At Inari's suggestion, Zhu Irzh held his Earthly engagement party on the houseboat. The Chens had been invited as well to the party in Hell, but did not know if they would attend. Chen was trying to be diplomatic, but he needn't have bothered.
"Don't come if you don't want to," Zhu Irzh said. "I wouldn't, if I didn't have to. It's being held on the lawn of the Imperial Palace. Mother's hired a marquee."
"Zhu Irzh," Chen said. "Do you actually want to go through with all this?" They were standing on the deck of the houseboat, a little distance from the main gathering which, by necessity, was small: some acquaintances of Jhai's, plus Sergeant Ma, Inari, and Robin Yuan, who was treating it as her last social engagement before heading up to Heaven in the wake of Mhara. Still recovering from what had apparently been a nasty encounter with the kuei, Mhara was now Emperor of Heaven.

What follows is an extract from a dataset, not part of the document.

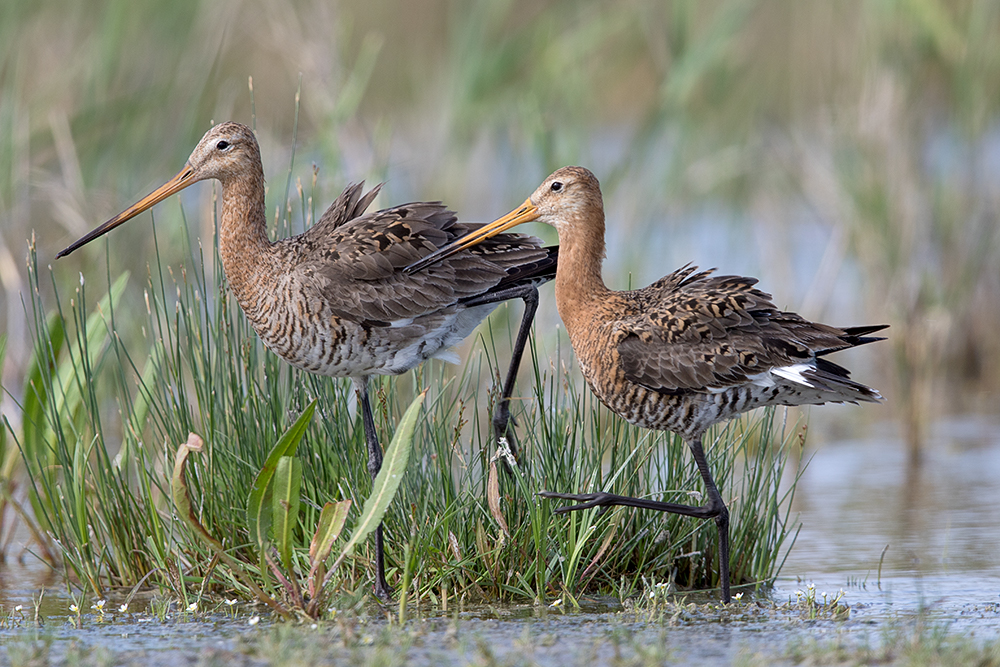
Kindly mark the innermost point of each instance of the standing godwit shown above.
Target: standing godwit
(680, 355)
(334, 300)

"Might as well," Zhu Irzh said, gloomily. "She's certainly the most interesting girlfriend I've ever had. And I suppose one has to settle down at some point. Besides, I've committed myself now. I actually broke down and asked her to marry me. Bit late, admittedly. But it's done now." He did not look altogether miserable, Chen thought, despite the air of gloom. "Anyway, we're staying here on Earth. Jhai's got a business to run. And I've no wish to go back to Hell, not with my mum running things alongside that lizard."

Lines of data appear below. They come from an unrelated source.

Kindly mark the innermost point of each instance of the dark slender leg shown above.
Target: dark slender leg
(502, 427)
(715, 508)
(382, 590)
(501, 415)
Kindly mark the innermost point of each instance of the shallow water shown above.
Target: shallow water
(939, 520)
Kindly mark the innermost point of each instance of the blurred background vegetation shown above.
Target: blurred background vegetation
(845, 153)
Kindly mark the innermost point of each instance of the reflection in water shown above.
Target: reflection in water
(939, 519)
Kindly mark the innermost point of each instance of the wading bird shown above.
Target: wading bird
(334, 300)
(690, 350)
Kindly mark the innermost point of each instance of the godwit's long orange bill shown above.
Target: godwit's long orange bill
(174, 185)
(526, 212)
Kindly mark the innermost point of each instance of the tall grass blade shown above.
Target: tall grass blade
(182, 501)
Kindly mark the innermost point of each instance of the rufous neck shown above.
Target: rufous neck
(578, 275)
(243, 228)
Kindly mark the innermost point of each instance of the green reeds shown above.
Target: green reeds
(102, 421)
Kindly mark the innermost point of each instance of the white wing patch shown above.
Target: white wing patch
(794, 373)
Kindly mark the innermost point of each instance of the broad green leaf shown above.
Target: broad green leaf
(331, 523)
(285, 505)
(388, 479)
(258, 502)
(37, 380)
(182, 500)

"There'll be a place for you," Chen said. "The captain's over the moon. Thinks there's a chance of some real possibilities, what with the son of the Empress of Hell working for the police department."
"Equal opportunities?" Zhu Irzh asked, smiling.
"Perhaps." What an odd trip to Hell that had been, Chen thought. He did not feel that they had got anywhere near to the bottom of things. Why had the Ministry of War invited Miss Qi to Hell, to go to so much trouble to bring down a Celestial, then without demur, let her go again? Whatever the rights and wrongs of recent events between Hell and Heaven, it was not like Hell to be accommodating and conciliatory. War had wanted Miss Qi's presence for a reason, and Chen did not like not knowing what it had been.
Zhu Irzh had evidently been following a different line of thought. "Not to mention Robin over there as the Empress of Heaven," he remarked.
Robin had been standing several yards away, but she appeared to hear this. She wandered over. "Don't know how much of an Empress I'll be," she said. "Mhara's mother is still the Dowager Empress."
"How much of a say will she have in things, though?" Chen asked.
Robin grimaced. "Not much, if I have anything to do with it. She's in favor of this detachment from Earth thing. Guess what? I'm not."
"I think," Chen said, "that we'll all be having a lot more to do with one another in the future."
He looked thoughtfully down the deck of the houseboat. Three demons, one Celestial (Miss Qi, shadowing Jhai, in her new Paugeng uniform and looking not displeased with the way things had worked out), one ghost—shortly to become a major Celestial power—and a handful of humans. Three worlds it might be, Chen thought, but who's counting?